The suspense is over with the Election Commission announcing the dates for the 18th General elections and as expected in phases. The Commission continues to be in the unenviable task of going through a poll schedule involving nearly 980 million voters, thousands of voting centers and with central forces and state law enforcement providing security, not just for the voting machines and at counting centers but to protect people in remote areas of the country from subversives and terrorists simply waiting for some sort of disruption.
If democracy in India has survived in the last seven decades-plus, it has undoubtedly to do with the resilience of the people who are watchful and in making sure that differences were settled only at the ballot boxes. Politicians have been shown the door when perceived to have stepped out of line and this has been a tradition that Indian voters have long cherished.
The temptations of greasing palms for a vote is there and hopefully soon will become a thing of the past, just as how ballot stuffing and booth capturing are rare these days.
Political parties are gearing up for the April/ May showdown with energetic fervor in the hope of getting past the post at the hustings. The Bharatiya Janata Party- led National Democratic Alliance is challenged by the multi-party Indian National Developmental Inclusive Alliance or I.N.D.I.A., each with its pockets of strength in a diverse country.
Their appeals to the electorate are only along expected lines: the current ruling dispensation’s argument being that the gains of the last decade will have to be taken forward; and the opposition stressing that aside from economic growth, the deficits of democracy would have to be countered.
There cannot be two ways of looking at the challenges facing the country. It is certainly positive that economic growth projections are pegged at around 8 per cent; but this has to be tempered with a realization of domestic and international challenges.
This is a country that has to go some distance in addressing under-development and uneven development, not to speak of the glaring gaps between the rich and the poor, just to mention two.
The international environment is not exactly growth friendly by way of wars and threats to flow of goods.

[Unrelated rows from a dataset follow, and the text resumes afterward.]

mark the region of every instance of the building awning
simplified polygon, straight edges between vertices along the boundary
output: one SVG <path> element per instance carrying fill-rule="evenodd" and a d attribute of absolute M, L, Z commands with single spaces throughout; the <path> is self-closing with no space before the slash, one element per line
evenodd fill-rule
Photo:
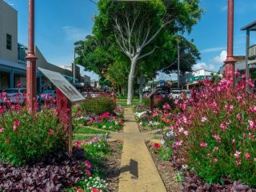
<path fill-rule="evenodd" d="M 211 75 L 199 75 L 199 76 L 196 76 L 196 77 L 191 77 L 187 80 L 187 82 L 197 82 L 198 80 L 202 81 L 204 79 L 206 79 L 206 78 L 211 78 Z"/>
<path fill-rule="evenodd" d="M 14 67 L 19 70 L 26 70 L 26 64 L 20 64 L 18 62 L 0 59 L 0 65 L 6 66 L 9 67 Z"/>
<path fill-rule="evenodd" d="M 242 27 L 241 30 L 255 30 L 256 31 L 256 20 Z"/>

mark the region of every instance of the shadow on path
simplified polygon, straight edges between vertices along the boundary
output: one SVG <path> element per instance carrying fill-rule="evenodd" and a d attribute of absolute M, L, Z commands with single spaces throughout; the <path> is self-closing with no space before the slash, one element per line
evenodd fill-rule
<path fill-rule="evenodd" d="M 125 173 L 129 171 L 132 174 L 131 178 L 138 179 L 138 162 L 134 159 L 130 160 L 130 165 L 126 166 L 121 168 L 120 173 Z"/>

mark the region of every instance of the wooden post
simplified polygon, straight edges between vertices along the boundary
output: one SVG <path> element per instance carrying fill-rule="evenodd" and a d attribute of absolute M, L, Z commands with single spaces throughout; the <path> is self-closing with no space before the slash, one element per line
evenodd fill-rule
<path fill-rule="evenodd" d="M 69 154 L 72 154 L 72 103 L 57 89 L 57 109 L 58 111 L 58 120 L 62 123 L 63 130 L 67 136 L 66 150 Z"/>

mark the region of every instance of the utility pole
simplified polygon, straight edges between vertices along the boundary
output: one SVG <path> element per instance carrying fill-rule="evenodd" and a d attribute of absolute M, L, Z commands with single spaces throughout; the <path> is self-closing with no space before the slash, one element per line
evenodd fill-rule
<path fill-rule="evenodd" d="M 233 55 L 234 49 L 234 0 L 228 0 L 228 13 L 227 13 L 227 56 L 225 61 L 225 77 L 233 79 L 233 86 L 234 85 L 234 72 L 235 59 Z"/>
<path fill-rule="evenodd" d="M 75 46 L 74 46 L 73 83 L 75 86 Z"/>
<path fill-rule="evenodd" d="M 30 114 L 36 113 L 37 74 L 34 54 L 34 0 L 29 0 L 29 42 L 26 59 L 26 106 Z"/>
<path fill-rule="evenodd" d="M 178 39 L 178 89 L 179 89 L 179 74 L 180 74 L 180 53 L 179 53 L 179 40 Z"/>

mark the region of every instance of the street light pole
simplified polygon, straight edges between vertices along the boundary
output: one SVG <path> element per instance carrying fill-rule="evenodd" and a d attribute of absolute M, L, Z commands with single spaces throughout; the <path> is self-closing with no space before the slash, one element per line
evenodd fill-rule
<path fill-rule="evenodd" d="M 36 112 L 37 75 L 36 61 L 34 54 L 34 0 L 29 0 L 29 42 L 26 62 L 26 105 L 30 113 Z"/>
<path fill-rule="evenodd" d="M 180 53 L 179 53 L 179 40 L 178 39 L 178 89 L 179 89 L 179 74 L 180 74 Z"/>
<path fill-rule="evenodd" d="M 75 46 L 74 46 L 74 63 L 73 63 L 73 82 L 74 86 L 75 86 Z"/>
<path fill-rule="evenodd" d="M 236 60 L 234 58 L 234 0 L 228 0 L 227 13 L 227 56 L 225 61 L 225 77 L 231 78 L 234 86 L 234 72 Z"/>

The war in the Ukraine is now in its third year and seems to have escalated into a mad talk of nuclear weapons and nuclear showdown; the conflict in the Gaza that is nearing its sixth month has threatened shipping in the Red Sea and beyond. All these hurt a country like India that is seeking to reach a developed status.
When Prime Minister Narasimha Rao started economic reforms and liberalization in 1991, the big question was if governments down the line will move forward or roll back. Thirty-plus years later, different political parties at the Center have shown that there is no going back if the country is to move up the ladder. Indian voters know full well that political parties will have to deliver stability in substantive terms, not by rhetoric that seeks more to divide than unite. That is what the 2024 poll is all about.